Gov’t tells Moody’s that Korea can handle risksVice Finance Minister Kim Yong-beom downplayed economic risks during a meeting with global credit ratings agency Moody’s, emphasizing that Korea has enough fiscal room to respond.
According to the Ministry of Finance on Friday, Kim acknowledged the double whammy situation that Korea’s economy faces through external trade risks and structural changes to local industries at the Moody’s meeting in London on Thursday.
The vice finance minister explained that the country has plenty of policy room to avoid such risks as it plans to maintain its national debt-to-GDP ratio at a relatively low 40 percent range in the near future.
The Organisation for Economic Cooperation and Development average sits in at over 100 percent.

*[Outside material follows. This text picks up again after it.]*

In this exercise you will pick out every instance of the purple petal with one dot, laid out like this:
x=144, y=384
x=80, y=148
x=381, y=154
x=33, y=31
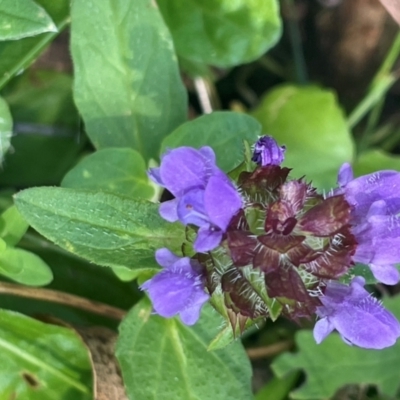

According to the Finance Ministry, the credit ratings agency expressed support for Korea’s plans for an expansionary fiscal policy. The government has proposed to increase its budget for next year by 9.3 percent from this year’s budget.
Kim also argued against worries that Korea is experiencing deflation, saying that the negative inflation rate last month was caused by supply factors such as increased agricultural goods and a drop in crude oil prices.
Korea’s consumer price index fell 0.4 percent last month from the previous year, entering negative terrain for the first time since the data started being recorded in its current form in 1965. Core inflation, which removes volatile factors such as agriculture and petroleum prices, also remained low at 0.6 percent last month compared to the near 1 percent level earlier this year.
Despite the government calling for calm against worries to the economy, global credit ratings agencies have been pessimistic about Korea’s economic growth this year.
S&P earlier this week reduced Korea’s GDP growth for this year to 1.8 percent, down from its 2 percent forecast made in July.